There is also a misconception that paying off a home mortgage is a path to
financial or retirement security. The reality is that tapping the equity is
expensive: Home-equity loans or lines of credit made with low qualifying incomes
often command high interest rates and costs. If an emergency occurs—the loss of
a job, or a business setback—it's likely that the same conditions creating the
problem will lower the value and impede the marketability of the home and
curtail the availability of financing for a buyer. Funds set aside for
emergencies should always be liquid assets.
Is it wise for coming generations to continue to view ownership as the
cornerstone of personal finance? Young people planning for retirement
increasingly face a choice between house payments and contributions to
retirement accounts. They simply can't afford both.
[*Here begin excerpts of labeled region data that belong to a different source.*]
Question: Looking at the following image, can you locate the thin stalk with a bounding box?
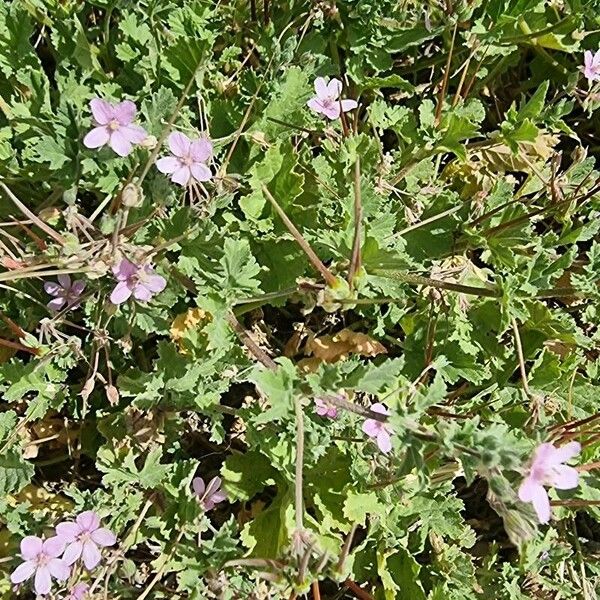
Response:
[262,185,336,286]
[0,181,66,246]
[348,156,363,287]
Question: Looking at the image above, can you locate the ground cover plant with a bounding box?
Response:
[0,0,600,600]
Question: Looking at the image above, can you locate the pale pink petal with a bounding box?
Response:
[362,419,381,437]
[550,465,579,490]
[322,102,341,121]
[377,429,392,454]
[110,281,131,304]
[531,486,550,523]
[519,477,542,502]
[56,521,81,543]
[210,490,227,504]
[21,535,44,560]
[43,535,67,558]
[206,477,221,496]
[327,78,342,100]
[192,477,206,496]
[119,125,148,144]
[342,100,358,112]
[81,542,102,571]
[190,163,212,181]
[306,98,325,115]
[48,558,71,581]
[171,167,192,185]
[83,126,110,148]
[114,100,137,125]
[63,541,83,565]
[90,98,115,125]
[190,138,213,162]
[133,283,152,302]
[370,402,390,415]
[75,510,100,531]
[46,296,67,312]
[552,442,581,463]
[57,275,71,289]
[44,281,63,296]
[156,156,181,173]
[144,275,167,294]
[91,527,117,546]
[169,131,191,158]
[33,567,52,596]
[108,128,133,156]
[315,77,328,98]
[71,279,85,296]
[10,560,36,583]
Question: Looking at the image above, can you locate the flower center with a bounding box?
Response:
[36,552,50,567]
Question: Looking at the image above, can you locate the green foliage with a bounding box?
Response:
[0,0,600,600]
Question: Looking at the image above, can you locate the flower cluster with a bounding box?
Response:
[10,510,117,600]
[83,98,213,186]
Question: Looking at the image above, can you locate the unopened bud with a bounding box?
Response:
[121,183,142,208]
[104,385,119,406]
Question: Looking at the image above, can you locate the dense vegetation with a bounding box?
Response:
[0,0,600,600]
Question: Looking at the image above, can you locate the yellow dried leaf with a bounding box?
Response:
[306,329,387,363]
[169,308,211,354]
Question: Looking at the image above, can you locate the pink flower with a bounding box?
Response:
[363,402,394,454]
[83,98,148,156]
[63,581,90,600]
[44,275,85,311]
[519,442,581,523]
[56,510,117,571]
[156,133,213,185]
[307,77,358,119]
[110,258,167,304]
[10,535,71,596]
[583,50,600,85]
[315,398,337,419]
[192,477,227,510]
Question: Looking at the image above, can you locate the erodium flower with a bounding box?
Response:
[315,398,337,419]
[519,442,581,523]
[363,402,394,454]
[44,275,85,311]
[307,77,358,120]
[110,258,167,304]
[583,50,600,85]
[56,510,117,571]
[10,535,71,596]
[156,132,213,185]
[192,477,227,510]
[83,98,148,156]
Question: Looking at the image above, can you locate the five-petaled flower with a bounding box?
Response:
[56,510,117,570]
[156,132,213,185]
[44,275,85,311]
[110,258,167,304]
[315,398,337,419]
[307,77,358,119]
[192,477,227,510]
[83,98,148,156]
[363,402,394,454]
[519,442,581,523]
[583,50,600,85]
[10,535,71,596]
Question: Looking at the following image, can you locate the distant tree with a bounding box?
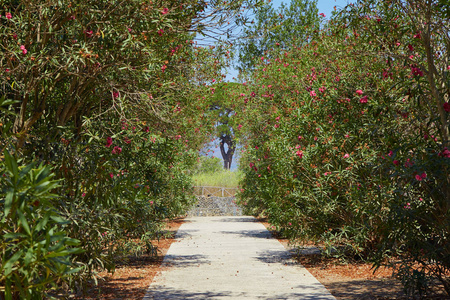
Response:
[210,82,246,170]
[237,0,320,71]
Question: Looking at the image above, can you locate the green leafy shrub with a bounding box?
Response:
[239,1,450,296]
[0,151,81,299]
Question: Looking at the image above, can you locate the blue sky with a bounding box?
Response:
[207,0,354,170]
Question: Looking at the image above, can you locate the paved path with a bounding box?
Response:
[144,217,335,300]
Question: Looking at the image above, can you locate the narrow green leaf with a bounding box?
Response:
[3,250,23,276]
[17,210,31,236]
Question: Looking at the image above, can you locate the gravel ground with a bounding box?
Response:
[188,196,242,217]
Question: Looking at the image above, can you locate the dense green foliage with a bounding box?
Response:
[236,0,321,72]
[0,0,258,299]
[236,1,450,295]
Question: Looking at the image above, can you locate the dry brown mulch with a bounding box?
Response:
[68,218,450,300]
[259,219,450,300]
[74,218,183,300]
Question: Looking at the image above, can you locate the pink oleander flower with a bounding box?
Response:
[442,102,450,112]
[111,146,122,154]
[359,96,367,103]
[20,45,28,54]
[411,67,423,77]
[105,136,112,148]
[439,147,450,158]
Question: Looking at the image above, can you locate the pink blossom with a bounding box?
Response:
[111,146,122,154]
[20,45,28,54]
[405,158,414,168]
[105,136,112,148]
[411,67,423,77]
[439,147,450,158]
[442,102,450,112]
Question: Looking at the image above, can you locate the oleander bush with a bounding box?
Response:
[239,1,450,296]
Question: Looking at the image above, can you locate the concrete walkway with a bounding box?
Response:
[144,217,335,300]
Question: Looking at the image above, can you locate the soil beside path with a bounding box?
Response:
[71,214,449,300]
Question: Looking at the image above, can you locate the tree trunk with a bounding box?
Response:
[220,134,236,170]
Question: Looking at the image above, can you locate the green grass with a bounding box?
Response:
[193,170,242,187]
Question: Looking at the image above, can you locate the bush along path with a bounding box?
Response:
[229,0,450,297]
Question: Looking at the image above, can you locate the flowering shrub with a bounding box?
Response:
[0,0,251,299]
[236,1,450,294]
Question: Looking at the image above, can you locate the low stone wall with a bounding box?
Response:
[188,196,242,217]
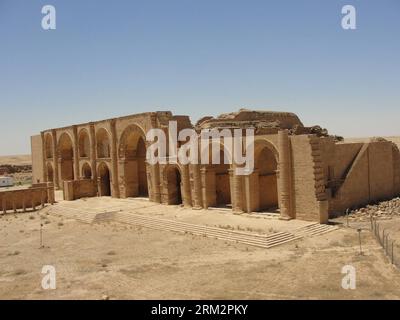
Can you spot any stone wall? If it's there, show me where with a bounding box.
[63,179,97,201]
[32,110,400,223]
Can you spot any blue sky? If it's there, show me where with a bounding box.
[0,0,400,155]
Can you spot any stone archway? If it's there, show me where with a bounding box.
[119,125,149,197]
[82,162,92,179]
[58,132,74,184]
[45,133,53,159]
[97,162,111,197]
[96,128,111,159]
[78,129,90,158]
[46,162,54,182]
[201,142,232,208]
[213,149,232,207]
[165,166,183,204]
[253,144,279,212]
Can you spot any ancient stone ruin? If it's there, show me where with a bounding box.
[31,109,400,223]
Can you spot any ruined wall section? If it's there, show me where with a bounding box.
[329,141,399,216]
[291,135,328,223]
[31,135,44,183]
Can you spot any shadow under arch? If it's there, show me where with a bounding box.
[118,124,149,197]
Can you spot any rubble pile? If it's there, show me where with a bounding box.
[350,197,400,217]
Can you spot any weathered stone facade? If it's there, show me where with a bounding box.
[32,109,400,223]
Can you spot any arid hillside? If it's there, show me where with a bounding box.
[0,155,32,185]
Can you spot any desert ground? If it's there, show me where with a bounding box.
[0,152,400,299]
[0,155,32,186]
[0,198,400,299]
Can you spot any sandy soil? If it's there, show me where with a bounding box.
[0,202,400,299]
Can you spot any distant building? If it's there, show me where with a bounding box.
[0,177,14,187]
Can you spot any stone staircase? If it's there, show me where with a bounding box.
[49,204,337,248]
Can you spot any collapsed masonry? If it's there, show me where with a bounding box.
[31,109,400,223]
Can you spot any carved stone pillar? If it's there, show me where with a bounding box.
[51,130,60,189]
[148,164,161,203]
[40,132,47,183]
[110,119,120,198]
[278,130,294,219]
[182,165,192,207]
[189,164,203,209]
[73,126,80,180]
[89,123,97,181]
[229,167,244,214]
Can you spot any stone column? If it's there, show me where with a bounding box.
[89,123,97,181]
[189,164,203,209]
[229,166,244,214]
[40,132,47,183]
[110,119,119,198]
[51,130,60,189]
[278,130,294,219]
[72,126,80,180]
[148,164,161,203]
[182,164,192,207]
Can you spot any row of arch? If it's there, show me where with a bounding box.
[45,125,279,211]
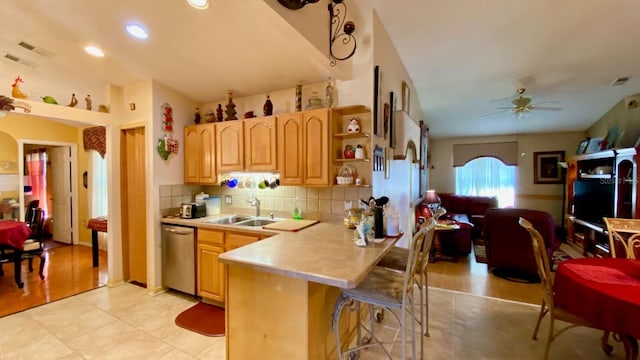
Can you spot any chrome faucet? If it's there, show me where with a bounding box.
[247,196,260,217]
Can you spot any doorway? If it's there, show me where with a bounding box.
[120,127,147,286]
[18,140,79,244]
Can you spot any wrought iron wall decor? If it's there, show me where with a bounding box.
[278,0,357,66]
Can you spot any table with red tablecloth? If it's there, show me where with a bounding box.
[554,258,640,358]
[0,221,31,288]
[87,217,108,267]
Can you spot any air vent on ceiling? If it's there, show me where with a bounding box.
[18,41,54,57]
[4,53,38,69]
[611,76,630,86]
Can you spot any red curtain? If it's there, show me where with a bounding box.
[26,151,49,214]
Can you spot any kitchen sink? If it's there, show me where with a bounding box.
[205,215,255,225]
[234,219,280,226]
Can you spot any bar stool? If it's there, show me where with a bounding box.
[378,215,438,359]
[332,221,435,360]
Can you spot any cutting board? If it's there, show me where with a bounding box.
[262,219,319,231]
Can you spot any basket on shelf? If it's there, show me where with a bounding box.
[336,176,353,185]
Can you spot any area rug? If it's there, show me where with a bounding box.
[551,249,572,271]
[176,302,224,336]
[473,239,487,264]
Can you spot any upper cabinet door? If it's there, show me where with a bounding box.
[277,112,304,185]
[216,120,244,171]
[302,109,330,185]
[243,116,278,171]
[184,125,200,184]
[198,124,218,184]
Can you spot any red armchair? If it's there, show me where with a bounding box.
[483,208,560,281]
[438,193,498,256]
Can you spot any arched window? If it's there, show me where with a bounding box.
[456,157,516,207]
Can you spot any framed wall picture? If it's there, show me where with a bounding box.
[373,65,384,136]
[389,91,396,149]
[576,138,589,154]
[533,151,564,184]
[402,81,411,114]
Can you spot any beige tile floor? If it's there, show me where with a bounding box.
[0,284,624,360]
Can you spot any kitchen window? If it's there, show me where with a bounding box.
[456,157,516,207]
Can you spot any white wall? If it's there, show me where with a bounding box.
[429,132,584,225]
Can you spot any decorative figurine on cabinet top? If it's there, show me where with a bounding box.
[224,90,238,121]
[11,75,27,99]
[347,117,360,134]
[193,108,202,124]
[216,104,224,122]
[84,95,91,110]
[67,94,78,107]
[262,95,273,116]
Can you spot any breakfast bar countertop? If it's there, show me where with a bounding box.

With the specter of looming
cuts in Social Security and other entitlement programs, or even possible
systemic insolvency, the challenge for tomorrow's retirees is income
self-sufficiency.
A nation of house buyers becomes captive to the economic cyclicality caused
by bursts of construction activity, and it is not lifted or sustained by the
limited levels of service employment related to existing housing. By contrast, a
nation of business startups and investors supports our capital markets and
creates long-term employment, income, exports and the myriad technological
advancements desperately needed by an expanding American society.
New home construction and the markets for existing homes should be recognized
as activities secondary to, and dependent on, employment. Healthy job markets
create healthy property markets, not the reverse. Housing demand driven by job
growth creates conditions capable of sustaining a stable level of construction
employment, attracting private equity investment, sustaining competitive private
debt markets, encouraging capital growth, and ensuring the lowest possible
housing prices.
Owner-occupied homes will always be the basis for healthy and stable
neighborhoods. But coming generations need to realize that while houses are
possessions and part of a good life, they are not always good investments on the
road to financial independence.
Mr. Bridges is professor of clinical finance and business economics at the University of Southern California's Marshall School of Business.